The regional additions (observed in the field)
- The second generator. For the first generator. This is not a joke; it is a philosophy, and this desk has met its philosopher.
- Coffee redundancy. Officials list water first; the region lists it second. Instant packets, a hand grinder, and a French press in a padded case that once held optics.
- The neighbor plan. Actual resilience doctrine: know who on the street owns the chainsaw, the ham license, and the trailer. In Brush Prairie this information is exchanged before last names.
- The bags by the door. Not packed in fear. Packed in residence. As one Yacolt man told this desk, that is simply where the bags live.
What not to do
Do not plan to drive anywhere at once; the region’s plan for that contingency is a bridge from 1917. Do not rely on one app. Do not tape windows; it is not that kind of event. Do not read further into the subduction zone’s silence than the scientists do, though this desk notes, for the record, that the scientists have kits.
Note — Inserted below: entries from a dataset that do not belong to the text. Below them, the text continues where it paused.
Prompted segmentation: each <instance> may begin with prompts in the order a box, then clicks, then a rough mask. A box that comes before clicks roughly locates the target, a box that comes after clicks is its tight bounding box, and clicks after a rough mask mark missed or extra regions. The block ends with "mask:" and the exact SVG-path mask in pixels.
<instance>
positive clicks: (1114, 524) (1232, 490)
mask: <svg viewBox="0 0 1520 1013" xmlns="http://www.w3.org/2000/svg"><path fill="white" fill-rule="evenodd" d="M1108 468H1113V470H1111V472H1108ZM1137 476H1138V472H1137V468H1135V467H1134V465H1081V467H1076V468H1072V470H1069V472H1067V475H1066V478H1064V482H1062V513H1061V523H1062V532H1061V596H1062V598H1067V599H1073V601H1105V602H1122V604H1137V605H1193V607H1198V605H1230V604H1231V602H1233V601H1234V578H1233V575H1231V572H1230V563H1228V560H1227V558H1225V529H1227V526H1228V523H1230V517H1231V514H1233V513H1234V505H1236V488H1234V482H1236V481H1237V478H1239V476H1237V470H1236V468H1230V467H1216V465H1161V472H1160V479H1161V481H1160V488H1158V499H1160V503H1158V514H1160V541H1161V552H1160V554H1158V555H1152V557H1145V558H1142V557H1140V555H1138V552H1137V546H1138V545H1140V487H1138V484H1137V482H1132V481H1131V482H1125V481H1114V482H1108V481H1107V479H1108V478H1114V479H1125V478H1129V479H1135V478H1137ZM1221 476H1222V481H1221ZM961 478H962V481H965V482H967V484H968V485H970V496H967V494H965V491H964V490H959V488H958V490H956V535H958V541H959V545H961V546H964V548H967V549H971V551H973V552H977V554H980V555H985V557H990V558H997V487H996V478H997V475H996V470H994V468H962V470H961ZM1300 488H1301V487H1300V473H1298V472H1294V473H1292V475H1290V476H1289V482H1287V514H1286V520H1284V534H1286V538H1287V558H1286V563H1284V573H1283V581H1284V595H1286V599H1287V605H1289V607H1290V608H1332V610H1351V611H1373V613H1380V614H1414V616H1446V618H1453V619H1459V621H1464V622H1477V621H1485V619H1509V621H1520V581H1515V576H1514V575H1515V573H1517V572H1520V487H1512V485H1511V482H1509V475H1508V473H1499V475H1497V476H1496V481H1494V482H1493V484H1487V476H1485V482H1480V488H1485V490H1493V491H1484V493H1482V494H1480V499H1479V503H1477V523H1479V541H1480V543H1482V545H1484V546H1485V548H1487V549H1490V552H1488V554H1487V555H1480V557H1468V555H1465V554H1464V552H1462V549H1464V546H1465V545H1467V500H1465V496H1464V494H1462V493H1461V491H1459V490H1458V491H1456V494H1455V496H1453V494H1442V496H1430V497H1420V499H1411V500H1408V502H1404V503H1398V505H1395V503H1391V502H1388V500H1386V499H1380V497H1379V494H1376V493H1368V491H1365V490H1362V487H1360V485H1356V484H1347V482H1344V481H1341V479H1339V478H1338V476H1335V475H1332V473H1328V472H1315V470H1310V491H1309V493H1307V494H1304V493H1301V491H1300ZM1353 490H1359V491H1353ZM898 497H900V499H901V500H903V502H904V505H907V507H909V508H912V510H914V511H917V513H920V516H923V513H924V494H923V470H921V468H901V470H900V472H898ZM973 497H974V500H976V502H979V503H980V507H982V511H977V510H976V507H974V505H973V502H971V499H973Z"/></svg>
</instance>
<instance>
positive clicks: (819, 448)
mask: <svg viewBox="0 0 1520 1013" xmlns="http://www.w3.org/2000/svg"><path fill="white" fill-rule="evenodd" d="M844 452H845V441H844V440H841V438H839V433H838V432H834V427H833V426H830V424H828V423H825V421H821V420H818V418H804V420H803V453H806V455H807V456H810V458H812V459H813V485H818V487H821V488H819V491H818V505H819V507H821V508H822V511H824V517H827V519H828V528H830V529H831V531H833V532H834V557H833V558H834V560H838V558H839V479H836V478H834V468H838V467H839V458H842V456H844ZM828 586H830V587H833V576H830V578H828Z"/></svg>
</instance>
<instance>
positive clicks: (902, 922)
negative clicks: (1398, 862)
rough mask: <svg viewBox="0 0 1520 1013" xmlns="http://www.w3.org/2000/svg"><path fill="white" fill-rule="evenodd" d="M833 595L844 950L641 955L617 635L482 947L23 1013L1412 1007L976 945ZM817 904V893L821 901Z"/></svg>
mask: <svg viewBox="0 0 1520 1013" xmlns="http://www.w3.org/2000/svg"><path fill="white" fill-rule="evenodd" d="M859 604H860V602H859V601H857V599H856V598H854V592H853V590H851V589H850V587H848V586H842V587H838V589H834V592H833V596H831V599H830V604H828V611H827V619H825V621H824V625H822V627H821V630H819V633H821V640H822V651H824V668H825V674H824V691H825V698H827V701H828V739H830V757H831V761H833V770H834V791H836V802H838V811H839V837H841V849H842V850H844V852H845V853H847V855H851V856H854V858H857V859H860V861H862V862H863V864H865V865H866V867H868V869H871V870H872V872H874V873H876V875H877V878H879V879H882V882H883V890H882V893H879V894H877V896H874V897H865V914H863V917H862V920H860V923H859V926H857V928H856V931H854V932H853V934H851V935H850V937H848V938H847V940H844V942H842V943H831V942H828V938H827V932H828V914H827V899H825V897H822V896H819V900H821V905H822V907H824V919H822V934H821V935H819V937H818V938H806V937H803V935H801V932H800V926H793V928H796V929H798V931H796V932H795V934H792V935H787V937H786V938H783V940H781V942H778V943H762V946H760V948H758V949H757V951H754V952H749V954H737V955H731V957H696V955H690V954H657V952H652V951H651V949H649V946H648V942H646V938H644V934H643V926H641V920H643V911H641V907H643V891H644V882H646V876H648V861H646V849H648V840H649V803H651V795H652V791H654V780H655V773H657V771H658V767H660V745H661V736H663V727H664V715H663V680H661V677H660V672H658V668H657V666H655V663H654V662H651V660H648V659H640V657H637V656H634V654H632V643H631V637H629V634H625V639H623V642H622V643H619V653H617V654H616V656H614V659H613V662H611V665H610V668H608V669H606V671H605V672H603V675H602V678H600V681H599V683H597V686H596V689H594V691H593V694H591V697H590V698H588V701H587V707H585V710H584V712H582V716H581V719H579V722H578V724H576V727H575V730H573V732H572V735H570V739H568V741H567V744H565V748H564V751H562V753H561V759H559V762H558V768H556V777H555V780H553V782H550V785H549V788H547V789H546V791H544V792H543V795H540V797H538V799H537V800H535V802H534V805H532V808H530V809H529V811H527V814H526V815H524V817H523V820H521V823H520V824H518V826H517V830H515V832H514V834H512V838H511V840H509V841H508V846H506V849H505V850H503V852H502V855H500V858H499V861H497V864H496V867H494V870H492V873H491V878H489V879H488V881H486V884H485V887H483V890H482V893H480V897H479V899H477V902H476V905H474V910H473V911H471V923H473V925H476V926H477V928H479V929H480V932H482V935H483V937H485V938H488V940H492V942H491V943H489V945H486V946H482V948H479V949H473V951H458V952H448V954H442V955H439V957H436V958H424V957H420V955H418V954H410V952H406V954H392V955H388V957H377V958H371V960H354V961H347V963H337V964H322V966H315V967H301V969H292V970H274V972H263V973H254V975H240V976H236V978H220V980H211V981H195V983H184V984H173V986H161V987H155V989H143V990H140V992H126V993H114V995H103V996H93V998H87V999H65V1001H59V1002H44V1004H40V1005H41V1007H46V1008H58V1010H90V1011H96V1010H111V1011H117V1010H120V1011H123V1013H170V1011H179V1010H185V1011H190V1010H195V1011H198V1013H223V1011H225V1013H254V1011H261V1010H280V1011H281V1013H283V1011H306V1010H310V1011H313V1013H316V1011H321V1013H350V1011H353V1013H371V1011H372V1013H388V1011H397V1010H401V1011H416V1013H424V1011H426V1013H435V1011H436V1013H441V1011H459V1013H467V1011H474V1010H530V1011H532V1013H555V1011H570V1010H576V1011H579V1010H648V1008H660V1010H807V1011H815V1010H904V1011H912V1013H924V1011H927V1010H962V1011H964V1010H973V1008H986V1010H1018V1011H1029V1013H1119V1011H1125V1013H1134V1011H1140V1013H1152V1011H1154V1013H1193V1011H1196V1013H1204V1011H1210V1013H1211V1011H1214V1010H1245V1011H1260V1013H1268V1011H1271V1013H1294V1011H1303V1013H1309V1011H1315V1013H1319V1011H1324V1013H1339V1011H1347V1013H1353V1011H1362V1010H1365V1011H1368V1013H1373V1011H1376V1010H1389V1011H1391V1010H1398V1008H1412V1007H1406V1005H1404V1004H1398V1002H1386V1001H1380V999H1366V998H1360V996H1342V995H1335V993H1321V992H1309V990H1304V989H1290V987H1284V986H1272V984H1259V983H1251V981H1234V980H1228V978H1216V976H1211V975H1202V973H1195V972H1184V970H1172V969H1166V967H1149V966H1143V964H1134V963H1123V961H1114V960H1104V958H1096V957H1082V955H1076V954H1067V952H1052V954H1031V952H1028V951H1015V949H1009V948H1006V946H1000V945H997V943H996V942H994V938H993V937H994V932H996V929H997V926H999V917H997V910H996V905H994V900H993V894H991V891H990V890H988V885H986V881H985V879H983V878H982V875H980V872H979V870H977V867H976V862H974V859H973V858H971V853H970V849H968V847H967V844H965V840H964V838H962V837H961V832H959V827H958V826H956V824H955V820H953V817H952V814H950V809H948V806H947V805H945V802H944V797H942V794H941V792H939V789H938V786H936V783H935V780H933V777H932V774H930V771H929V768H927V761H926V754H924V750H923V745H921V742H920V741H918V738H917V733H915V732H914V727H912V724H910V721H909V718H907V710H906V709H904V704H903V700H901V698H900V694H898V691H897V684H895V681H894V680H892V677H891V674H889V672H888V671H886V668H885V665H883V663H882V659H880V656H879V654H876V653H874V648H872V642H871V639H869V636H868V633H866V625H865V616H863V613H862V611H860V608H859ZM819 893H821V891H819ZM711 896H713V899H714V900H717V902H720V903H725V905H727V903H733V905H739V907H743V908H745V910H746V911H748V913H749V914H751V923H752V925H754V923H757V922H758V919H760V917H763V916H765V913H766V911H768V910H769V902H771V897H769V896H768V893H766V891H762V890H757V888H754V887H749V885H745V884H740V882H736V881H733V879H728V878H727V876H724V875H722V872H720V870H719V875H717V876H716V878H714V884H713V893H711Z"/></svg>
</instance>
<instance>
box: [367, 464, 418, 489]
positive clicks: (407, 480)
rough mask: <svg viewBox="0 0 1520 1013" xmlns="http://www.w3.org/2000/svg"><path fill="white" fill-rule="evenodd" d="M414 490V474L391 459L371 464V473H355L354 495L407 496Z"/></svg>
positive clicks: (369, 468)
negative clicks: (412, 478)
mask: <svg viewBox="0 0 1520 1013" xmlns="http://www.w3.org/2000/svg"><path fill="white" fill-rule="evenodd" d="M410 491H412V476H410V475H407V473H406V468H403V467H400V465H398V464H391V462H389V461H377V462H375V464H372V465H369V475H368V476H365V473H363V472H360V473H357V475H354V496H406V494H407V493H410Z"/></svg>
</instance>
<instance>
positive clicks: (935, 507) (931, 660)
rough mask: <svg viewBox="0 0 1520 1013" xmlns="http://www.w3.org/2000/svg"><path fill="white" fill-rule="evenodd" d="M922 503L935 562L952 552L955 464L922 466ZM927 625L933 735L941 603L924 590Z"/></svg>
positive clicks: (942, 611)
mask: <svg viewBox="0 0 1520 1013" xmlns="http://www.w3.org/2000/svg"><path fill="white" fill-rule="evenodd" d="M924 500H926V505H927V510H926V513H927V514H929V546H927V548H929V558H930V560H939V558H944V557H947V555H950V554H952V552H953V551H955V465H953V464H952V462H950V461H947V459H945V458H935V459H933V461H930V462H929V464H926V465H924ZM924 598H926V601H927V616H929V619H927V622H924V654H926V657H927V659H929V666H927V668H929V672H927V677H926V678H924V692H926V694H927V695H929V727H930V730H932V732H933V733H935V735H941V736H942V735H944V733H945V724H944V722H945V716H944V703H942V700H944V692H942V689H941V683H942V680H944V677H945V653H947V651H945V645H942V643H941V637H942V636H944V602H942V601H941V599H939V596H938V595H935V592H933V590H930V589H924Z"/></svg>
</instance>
Frequently asked questions
How likely is the Cascadia earthquake?
Published odds for a major rupture run roughly one in three within fifty years for the southern zone. Regionally this is understood as “not today, probably,” which is also the forecast for rain.
Two weeks of supplies — really?
Really. West-side infrastructure will need time. The guidance is the rare document where the government and the preppers agree, an alignment residents find more alarming than either party alone.
Where should I keep the kit?
Somewhere reachable if the house isn’t. The garage, a shed, the truck. Gary keeps his in a dedicated room. Gary’s room is appraised. Be somewhere between the state’s list and Gary.
The two-week guidance is real Washington State emergency-management advice. Take that part seriously; this paper does, and this paper takes nothing seriously.